I'm going to put it forward that players like it/want it/ask for it... otherwise it wouldn't be there. If impossible objectives are tossed when drawn (kill my pyskers, I have none) the TOs are fairly balanced and make a ton of fun. It makes the game matter as it goes, instead of late game, last turn, objective grabs (cause that was so more tactical than Malestrom... or wasn't).
As far as superheavies... not many tournaments just let them in carte blanche. ITC format (which many RTTs use) has a list. Only the Lynx might be undercosted there, and even then at the LVO only one made top 8.
I really see the anti-tactical objective, anti- FW, anti- SH crowd as a dying generation of gamers that either are dug in or simply unwilling to evolve their play-style to a new format. I feel like I have much more control over my game's outcome with Malestorm than everything waiting until the last turn and then only very few lists and codicies excel.
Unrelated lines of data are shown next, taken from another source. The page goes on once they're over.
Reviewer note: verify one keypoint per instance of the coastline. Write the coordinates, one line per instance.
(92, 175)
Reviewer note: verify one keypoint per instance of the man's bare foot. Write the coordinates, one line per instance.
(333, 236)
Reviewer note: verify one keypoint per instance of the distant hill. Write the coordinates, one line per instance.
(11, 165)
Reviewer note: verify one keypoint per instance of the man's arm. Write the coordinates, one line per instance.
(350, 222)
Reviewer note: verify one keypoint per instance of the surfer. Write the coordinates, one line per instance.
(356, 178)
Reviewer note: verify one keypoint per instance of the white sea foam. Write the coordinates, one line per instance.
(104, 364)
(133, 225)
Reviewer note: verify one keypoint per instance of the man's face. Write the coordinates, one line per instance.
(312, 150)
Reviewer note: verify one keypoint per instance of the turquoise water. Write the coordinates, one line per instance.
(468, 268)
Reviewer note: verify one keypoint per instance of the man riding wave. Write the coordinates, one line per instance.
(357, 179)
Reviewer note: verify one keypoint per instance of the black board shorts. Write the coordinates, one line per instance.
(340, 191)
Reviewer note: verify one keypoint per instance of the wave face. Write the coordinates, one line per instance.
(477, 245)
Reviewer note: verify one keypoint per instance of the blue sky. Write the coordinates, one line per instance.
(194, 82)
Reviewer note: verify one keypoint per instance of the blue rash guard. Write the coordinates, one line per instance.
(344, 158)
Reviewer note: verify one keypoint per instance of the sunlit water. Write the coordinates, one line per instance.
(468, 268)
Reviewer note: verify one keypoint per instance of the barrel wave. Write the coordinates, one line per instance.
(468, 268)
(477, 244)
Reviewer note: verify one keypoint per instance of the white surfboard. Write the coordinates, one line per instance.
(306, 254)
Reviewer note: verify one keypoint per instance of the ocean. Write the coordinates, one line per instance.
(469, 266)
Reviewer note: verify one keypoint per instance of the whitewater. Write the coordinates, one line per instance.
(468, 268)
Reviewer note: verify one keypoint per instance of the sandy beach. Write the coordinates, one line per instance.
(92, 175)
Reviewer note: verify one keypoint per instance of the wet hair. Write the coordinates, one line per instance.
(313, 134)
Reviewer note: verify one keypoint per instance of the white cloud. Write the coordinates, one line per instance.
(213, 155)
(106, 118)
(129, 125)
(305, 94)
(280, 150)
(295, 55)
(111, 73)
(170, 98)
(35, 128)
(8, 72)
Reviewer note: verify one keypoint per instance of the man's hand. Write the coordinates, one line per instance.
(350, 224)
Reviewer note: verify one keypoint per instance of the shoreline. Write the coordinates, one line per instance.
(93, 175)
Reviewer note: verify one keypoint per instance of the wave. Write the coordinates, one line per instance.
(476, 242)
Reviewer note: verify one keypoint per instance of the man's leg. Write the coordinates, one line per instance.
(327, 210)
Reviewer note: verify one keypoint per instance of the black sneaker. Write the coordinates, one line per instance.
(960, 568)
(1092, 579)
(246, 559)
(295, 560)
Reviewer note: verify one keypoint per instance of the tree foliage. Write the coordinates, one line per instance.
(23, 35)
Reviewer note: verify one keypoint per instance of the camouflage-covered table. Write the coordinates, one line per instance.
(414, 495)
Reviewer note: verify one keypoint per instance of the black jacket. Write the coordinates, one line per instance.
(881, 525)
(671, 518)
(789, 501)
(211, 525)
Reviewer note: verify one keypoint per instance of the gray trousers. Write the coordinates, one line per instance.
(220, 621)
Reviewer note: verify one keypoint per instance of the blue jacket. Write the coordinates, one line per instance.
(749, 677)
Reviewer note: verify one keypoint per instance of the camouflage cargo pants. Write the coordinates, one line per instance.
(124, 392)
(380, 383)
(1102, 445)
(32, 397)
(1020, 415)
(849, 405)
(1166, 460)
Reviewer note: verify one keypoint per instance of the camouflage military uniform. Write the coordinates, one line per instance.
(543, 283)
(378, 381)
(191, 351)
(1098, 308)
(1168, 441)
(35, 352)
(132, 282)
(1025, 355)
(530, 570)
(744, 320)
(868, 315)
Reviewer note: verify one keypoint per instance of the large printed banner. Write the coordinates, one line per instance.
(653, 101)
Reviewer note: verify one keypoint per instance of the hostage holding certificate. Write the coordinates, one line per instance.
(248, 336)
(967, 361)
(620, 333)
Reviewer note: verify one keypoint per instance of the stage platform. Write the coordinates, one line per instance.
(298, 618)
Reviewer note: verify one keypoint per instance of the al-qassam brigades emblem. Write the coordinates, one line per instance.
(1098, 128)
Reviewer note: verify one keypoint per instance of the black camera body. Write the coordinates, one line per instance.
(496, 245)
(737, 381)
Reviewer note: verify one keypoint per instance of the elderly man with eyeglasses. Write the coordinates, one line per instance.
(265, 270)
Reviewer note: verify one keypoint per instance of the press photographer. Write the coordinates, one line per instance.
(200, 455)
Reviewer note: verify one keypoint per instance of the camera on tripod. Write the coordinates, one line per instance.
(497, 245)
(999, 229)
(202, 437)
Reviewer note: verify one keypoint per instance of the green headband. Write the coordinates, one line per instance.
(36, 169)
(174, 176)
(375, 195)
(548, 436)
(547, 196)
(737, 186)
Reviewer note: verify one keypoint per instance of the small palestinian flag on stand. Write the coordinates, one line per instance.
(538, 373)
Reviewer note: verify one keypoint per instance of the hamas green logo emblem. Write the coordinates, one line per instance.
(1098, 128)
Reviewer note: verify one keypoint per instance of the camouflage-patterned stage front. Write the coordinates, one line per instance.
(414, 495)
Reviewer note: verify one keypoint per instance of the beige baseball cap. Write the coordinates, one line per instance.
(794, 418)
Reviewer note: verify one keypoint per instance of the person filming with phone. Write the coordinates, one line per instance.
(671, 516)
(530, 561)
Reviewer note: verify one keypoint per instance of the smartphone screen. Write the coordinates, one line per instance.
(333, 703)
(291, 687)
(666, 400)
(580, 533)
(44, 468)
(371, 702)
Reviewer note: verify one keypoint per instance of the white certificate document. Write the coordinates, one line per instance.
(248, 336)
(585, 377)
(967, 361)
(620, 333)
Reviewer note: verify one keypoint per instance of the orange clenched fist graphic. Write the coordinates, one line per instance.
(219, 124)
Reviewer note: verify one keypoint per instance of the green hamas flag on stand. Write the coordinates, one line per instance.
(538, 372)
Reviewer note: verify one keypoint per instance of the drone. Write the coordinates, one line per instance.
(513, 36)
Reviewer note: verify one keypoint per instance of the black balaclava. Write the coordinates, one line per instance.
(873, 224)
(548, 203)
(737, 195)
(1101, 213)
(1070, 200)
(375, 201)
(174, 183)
For once I can accrue meaningful, game winning points, each and every turn... not just Warlord, Firstblood and then only the last turn (which is a random element too) matters.
Why is everything riding on a clock and a single dice roll to see which turn is last so more strategic, tactical, and balanced than controllable, incremental, scoring throughout the game that allows both killpoint and objective control lists to excel?
Exalted. You good Sir have a very sound and sensible approach. Bravo.